As a woman sailing alone, she has also had to confront the stares and questions, especially from her male counterparts, when she pulled into ports.

“When I come in the harbour and they ask me where is your husband and I have two answers (1) he is putting the children to sleep and then they think ah, is this possible this girl travelling all alone and leaves her husband at home to do all the work, or I say ‘he didn’t behave and I threw him overboard’. It’s just a joke,” the divorced mother of two said with a laugh.

She readily points out that her two children, aged 24 and 26, are her biggest supporters and that was why she named her boat OLINA, a combination of their names, Oliver and Ena.

Her very tanned body tells the story of a woman who has spent many days basking in the sun. But even though she related the immense joy and peace she experiences while sailing the high seas,

Kullgren admitted that it has also cost her emotionally as well as financially.

Some family members are not in support of her adventure and she has also lost significant money from her pension because she is not around to collect her vital pension points.

“Some people think I am going through some kind of crisis and I shouldn’t leave my family and that it is dangerous. They have all kinds of things to say and I lose a lot of money from pension by doing this.”

And that is why the former physical therapist and Spanish teacher now conducts lectures, when she stops over in different countries, on the topic Impossible Is A Ghost In Your Mind, with stories on her adventure and her determination against all odds to follow her dream.

“I tell people I am not going through a crisis; I am happy, I am doing what I want to do. Realising your dream doesn’t mean you are crazy; totally the opposite. It is what you should aim to do even if you fail, you can afterwards at least say I tried it.”

The fond memories and the many places she has been able to visit so far have motivated her to keep going. On each trip she simply goes on the Internet and asks her fellow sailors to tell her where to stop off.

“I started this trip coming all the way to the east in Europe and I had to cross all the way to the west to get out in the Atlantic Ocean. From there, I went to Madeira, Canary Islands, Cape Verde and I crossed to Brussels, because I am all the time looking for the easiest way to get and the most secure.”

From Brazil she went up the Amazon River where she spent six months basking in its exotic nature.

“It was a nice adventure but it was tiring,” Kullgren said as she spoke about her interactions with the natives there and how she had to use mainly sign language to communicate with them.

It was then that she started to speak English again and when she went on the Internet to enquire from her fellow sailors where she could stop off next, they told her Barbados.

Excited to be here, Kullgren said her intention was to stay on the island until January before moving off to the Grenadines.

And though sailing alone can be a lonely ride, the Swede said she has learnt to live with herself and, yes, the dolphins.

“When you are alone so many days at sea you do have to get along with yourself otherwise you will go crazy, I think.
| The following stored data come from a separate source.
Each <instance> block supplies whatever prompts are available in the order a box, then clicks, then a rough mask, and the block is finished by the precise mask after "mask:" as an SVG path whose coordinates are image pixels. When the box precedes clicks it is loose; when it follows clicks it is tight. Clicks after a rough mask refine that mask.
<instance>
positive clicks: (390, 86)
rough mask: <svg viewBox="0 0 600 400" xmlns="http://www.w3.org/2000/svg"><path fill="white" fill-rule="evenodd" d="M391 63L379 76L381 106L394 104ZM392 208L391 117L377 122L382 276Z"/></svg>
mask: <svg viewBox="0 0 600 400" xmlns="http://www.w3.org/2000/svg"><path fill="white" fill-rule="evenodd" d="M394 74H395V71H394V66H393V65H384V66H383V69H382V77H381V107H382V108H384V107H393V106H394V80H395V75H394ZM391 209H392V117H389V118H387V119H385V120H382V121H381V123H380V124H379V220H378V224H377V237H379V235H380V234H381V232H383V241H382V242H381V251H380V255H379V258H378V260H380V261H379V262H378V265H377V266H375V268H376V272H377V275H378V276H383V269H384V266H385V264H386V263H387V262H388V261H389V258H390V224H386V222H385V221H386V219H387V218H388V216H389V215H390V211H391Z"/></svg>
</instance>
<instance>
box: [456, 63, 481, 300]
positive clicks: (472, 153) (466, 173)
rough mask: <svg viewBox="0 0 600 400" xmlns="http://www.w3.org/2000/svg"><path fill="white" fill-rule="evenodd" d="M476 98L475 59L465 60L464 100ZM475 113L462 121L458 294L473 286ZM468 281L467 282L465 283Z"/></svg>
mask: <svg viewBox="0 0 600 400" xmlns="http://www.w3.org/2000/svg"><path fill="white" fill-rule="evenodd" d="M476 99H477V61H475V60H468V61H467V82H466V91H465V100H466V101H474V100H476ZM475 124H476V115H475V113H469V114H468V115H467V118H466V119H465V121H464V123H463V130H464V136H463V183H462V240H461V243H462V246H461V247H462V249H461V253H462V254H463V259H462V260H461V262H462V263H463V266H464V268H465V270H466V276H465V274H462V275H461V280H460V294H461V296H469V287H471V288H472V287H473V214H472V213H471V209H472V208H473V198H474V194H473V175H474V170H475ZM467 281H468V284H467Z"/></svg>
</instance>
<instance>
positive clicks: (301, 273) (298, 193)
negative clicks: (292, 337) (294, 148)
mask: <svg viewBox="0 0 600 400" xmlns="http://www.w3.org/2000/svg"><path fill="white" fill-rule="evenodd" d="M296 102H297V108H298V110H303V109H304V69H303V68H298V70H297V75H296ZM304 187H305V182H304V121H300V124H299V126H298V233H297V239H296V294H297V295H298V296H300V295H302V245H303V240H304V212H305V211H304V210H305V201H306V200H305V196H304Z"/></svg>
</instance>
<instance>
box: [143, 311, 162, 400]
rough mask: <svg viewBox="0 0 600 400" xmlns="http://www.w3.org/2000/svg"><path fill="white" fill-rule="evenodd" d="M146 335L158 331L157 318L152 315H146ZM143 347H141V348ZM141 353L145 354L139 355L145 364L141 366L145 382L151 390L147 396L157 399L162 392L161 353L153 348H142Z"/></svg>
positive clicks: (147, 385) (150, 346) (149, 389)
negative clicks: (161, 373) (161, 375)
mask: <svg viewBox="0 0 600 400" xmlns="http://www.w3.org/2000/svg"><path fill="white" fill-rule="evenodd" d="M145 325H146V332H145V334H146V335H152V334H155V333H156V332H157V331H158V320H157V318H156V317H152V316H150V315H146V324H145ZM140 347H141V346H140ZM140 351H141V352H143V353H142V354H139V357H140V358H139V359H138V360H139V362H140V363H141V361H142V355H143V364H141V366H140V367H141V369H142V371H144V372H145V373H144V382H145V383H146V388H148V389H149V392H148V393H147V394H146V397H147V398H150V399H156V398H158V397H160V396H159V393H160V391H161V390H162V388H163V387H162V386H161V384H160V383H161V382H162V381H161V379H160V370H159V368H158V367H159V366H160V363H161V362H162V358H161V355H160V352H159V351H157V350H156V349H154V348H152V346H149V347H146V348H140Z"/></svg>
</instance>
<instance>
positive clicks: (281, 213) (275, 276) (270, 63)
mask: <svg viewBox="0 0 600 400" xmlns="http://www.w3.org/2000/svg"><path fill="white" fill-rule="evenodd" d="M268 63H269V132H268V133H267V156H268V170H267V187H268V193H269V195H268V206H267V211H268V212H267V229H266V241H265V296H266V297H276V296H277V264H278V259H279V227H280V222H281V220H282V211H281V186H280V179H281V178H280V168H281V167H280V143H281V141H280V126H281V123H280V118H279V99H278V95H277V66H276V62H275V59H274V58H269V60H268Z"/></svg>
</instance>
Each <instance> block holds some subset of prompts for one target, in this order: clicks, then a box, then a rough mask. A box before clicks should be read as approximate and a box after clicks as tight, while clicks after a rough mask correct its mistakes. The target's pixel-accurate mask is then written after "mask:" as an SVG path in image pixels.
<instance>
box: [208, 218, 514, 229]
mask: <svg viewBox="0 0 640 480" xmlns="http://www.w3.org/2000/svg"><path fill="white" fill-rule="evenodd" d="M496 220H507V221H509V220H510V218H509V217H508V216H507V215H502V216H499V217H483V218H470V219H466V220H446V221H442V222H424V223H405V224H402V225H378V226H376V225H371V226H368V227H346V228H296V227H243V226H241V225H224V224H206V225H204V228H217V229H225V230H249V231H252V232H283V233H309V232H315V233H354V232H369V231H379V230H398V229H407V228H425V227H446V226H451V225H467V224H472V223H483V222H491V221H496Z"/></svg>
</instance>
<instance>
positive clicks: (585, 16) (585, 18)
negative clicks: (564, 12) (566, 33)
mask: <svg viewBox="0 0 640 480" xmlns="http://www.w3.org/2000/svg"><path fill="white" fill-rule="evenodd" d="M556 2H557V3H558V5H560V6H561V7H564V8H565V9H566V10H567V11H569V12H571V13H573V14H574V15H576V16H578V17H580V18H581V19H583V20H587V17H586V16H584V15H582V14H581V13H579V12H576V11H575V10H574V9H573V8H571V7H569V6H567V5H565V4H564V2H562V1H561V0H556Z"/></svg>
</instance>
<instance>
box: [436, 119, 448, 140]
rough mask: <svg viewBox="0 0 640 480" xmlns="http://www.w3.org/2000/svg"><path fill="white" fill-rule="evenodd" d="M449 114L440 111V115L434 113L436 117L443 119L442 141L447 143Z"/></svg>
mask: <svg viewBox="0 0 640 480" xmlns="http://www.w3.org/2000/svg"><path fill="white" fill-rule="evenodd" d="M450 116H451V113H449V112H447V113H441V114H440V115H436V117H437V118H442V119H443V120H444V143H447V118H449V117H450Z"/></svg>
So I try to enjoy the moment that I am in. I look at the lovely sunset. I try to catch fish which takes a lot of my energy. I do a lot of thinking and I started to write poems . . . .

“But my real friends are the dolphins. I race with them. I even changed the course and travelled with them a little bit, just for the pleasure of being in the middle of hundreds. I try to swim with them when it is not too much wind.

Her only mishap happened two years ago while sailing when she felt a lump in her breast. She flew back home only to receive the devastating news that she had breast cancer.

But she was treated immediately and in less than four months, Kullgren was back on the high seas.